In San Francisco there’s a unique secondary “high-pressure water supply system” which is fully independent of the regular water mains of the city. The Twin Peaks Reservoir that was built to supply it has two separate basins so that either one of them can be off-line for maintenance when a major fire hits. I guess all of this has to do with the history of San Francisco burning down more than once.
Sounds like another failure perfectly explained by the swiss cheese model. I don't see any smoking guns in the linked article, most of the actions taken seem reasonable on their own and the only reason for outrage is grief and the benefit of hindsight.
Ok. Are you suggesting we don’t make any changes based on what we’ve seen? That we don’t analyze what happened?
Of course there are angry individuals and of course leadership should identify areas for improvement. Nothing ever improves unless people are able to take an honest look at failures and shortcomings.
I certainly hope we analyze what happened. And the linked article, is, in a way the beginning of one. But based on these early reports, it looks like there is no easy solution. It's not one of those "there was an obvious failure here, we will make X and Y changes which will hopefully prevent a repeat failure".
This is a complex system here. The article only focuses on the reservoir, not the whole fire prevention and response; yet that one simple piece of a much larger problem already talks about federal law, water quality standards, engineering culture at the LA DWP, procurement rules for the city of LA, lack of qualified contractors and a couple more issues.
Addressing this in a satisfactory manner may be very difficult or even impossible. Infrastructure needs maintenance and down time. A typical way around that is to duplicate it, but this is probably too costly here. Experts already stated that had the reservoir been full it may not have made much of a difference. So paying to have two reservoirs a primary and a backup that may or may not be useful in case of a fire sounds like a bad solution, tying up precious resources that could be used in more effective fire prevention measures.
Why is it so hard for people to just acknowledge the world is changing, and we had something happen, and we can improve some things?
Frequency and severity of fires is up, and people have been building closer to the areas where they happen. Kinda simple stuff. We either need to build further away or increase resilience (building codes, responses etc).
Changing the climate probably is outside of local control…
>Changing the climate probably is outside of local control…
This is the mindset I'm coming around to.
Whether you think climate change is mostly human caused, or part of some natural cycle, it's happening and it will probably get worse.

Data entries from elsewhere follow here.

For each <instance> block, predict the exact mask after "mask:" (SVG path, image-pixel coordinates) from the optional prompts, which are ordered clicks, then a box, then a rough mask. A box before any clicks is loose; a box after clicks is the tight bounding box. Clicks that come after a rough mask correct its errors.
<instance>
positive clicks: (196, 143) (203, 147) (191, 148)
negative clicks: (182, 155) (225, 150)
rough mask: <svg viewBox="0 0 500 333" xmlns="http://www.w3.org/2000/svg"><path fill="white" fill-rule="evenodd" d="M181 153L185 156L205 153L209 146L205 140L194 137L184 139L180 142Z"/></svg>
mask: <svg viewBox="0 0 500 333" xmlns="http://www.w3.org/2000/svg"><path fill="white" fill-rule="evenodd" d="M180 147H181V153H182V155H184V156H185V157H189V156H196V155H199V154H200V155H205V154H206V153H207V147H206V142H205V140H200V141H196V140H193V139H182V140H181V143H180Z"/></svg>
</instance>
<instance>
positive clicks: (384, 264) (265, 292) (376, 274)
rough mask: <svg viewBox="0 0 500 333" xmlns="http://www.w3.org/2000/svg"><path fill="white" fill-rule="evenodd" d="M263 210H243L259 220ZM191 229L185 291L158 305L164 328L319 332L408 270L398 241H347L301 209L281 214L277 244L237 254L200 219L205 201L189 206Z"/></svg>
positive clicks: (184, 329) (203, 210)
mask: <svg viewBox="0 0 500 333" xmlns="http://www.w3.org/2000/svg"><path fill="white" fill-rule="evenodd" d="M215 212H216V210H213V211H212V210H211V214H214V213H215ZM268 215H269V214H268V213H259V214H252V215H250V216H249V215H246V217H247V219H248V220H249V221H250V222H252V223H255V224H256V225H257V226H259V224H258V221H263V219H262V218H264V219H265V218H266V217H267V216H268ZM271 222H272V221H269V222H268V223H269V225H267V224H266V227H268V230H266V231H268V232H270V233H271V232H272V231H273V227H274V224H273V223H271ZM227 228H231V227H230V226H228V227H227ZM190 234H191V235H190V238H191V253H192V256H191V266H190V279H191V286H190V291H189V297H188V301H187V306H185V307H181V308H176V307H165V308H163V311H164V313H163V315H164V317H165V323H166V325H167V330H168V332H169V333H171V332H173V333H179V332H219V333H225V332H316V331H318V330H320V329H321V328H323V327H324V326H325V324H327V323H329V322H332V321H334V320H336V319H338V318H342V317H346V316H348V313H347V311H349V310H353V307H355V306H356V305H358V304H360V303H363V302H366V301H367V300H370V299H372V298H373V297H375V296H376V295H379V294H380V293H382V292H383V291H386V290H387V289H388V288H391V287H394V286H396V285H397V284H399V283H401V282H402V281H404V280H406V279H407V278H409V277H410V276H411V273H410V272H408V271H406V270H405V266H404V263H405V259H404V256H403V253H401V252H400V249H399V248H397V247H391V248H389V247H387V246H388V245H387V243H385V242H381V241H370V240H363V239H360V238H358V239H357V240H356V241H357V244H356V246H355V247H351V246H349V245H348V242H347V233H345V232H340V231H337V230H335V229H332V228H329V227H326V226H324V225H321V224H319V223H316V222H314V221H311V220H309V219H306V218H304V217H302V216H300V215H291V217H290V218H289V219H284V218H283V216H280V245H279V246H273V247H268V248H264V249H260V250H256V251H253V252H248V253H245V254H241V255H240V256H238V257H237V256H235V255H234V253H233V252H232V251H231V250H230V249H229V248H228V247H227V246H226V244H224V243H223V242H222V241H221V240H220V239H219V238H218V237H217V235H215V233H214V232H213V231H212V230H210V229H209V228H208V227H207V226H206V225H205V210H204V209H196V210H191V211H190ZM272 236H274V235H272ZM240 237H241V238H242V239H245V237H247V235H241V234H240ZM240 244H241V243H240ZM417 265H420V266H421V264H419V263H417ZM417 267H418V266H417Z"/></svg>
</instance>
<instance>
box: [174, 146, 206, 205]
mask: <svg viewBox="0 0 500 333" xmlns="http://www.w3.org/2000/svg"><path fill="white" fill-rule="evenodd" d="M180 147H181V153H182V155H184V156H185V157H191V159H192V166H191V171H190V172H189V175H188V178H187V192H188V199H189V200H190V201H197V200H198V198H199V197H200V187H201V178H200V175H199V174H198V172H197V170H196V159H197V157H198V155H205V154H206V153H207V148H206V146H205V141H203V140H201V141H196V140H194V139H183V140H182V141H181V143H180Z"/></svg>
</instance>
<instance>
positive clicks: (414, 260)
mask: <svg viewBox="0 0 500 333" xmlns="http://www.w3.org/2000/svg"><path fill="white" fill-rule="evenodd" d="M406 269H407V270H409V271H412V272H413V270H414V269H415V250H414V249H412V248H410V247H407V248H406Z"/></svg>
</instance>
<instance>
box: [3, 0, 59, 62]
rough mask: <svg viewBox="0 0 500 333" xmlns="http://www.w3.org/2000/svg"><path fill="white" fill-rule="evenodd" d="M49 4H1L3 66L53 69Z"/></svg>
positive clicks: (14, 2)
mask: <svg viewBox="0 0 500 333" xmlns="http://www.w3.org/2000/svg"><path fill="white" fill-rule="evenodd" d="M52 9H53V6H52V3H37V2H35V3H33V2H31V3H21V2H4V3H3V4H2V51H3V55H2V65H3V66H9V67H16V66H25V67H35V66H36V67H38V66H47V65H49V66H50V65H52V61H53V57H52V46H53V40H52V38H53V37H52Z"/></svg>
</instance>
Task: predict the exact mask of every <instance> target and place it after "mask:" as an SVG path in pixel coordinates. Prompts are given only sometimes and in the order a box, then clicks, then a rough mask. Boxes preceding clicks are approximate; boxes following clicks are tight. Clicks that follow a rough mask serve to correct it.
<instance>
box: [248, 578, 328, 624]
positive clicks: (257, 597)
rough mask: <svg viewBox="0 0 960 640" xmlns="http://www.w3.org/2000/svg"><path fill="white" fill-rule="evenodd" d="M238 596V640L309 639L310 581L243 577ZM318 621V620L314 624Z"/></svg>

We need to figure out how to deal with the consequences of it, rather than pretending/hoping we can change the course.
There would've been complaints if the reservoir was kept filled with a waiver, preventing it from use as drinking water due to the contamination from a damaged cover, and no fire occurred.
When climate change events occur, people will say we could've done more (while there is no evidence today there is willingness to pay these readiness and mitigation costs). When they don't happen, people will complain we're wasting money. The only way to win is to manage your own climate and economic risk at the individual level (in the short term). Maybe people improve, allowing for institutions to improve, but probably not. There is no appetite for the will, spending, and economic drag that will be required to fix this. The accumulated off balance sheet debt (the costs to mitigate climate change) has accelerated beyond the light cone of economic potential (structural demographic decline, labor costs increasing as labor forces decline, future debt obligations, etc).
Sure, but reading the article, what processes should be changed and do we have confidence that they will address the issue? The reporting on this ends with:
> although it’s unclear whether the reservoir would have made a meaningful difference in firefighters’ ability to combat the flames. Water systems experts said that with extreme Santa Ana winds that prevented the use of planes and helicopters, the Palisades fire was impossible to control, and that municipal water systems aren’t equipped for such blazes.
Adhering to sensible fire codes. The wind was not the problem, but people keeping their gardens filled with inflammable trash, their outside walls with fire nests, and their roofs unsafe.
Proper buildings were left unharmed. As in the recent Turkey earthquake. Only the illegal buildings were destroyed.
There is no such thing as "Swiss Cheese". We have many different types of cheese. The one with the holes you are probably referring to is called "Emmentaler". Most Swiss find that cheese quite boring and bland. We usually mix it with another cheese.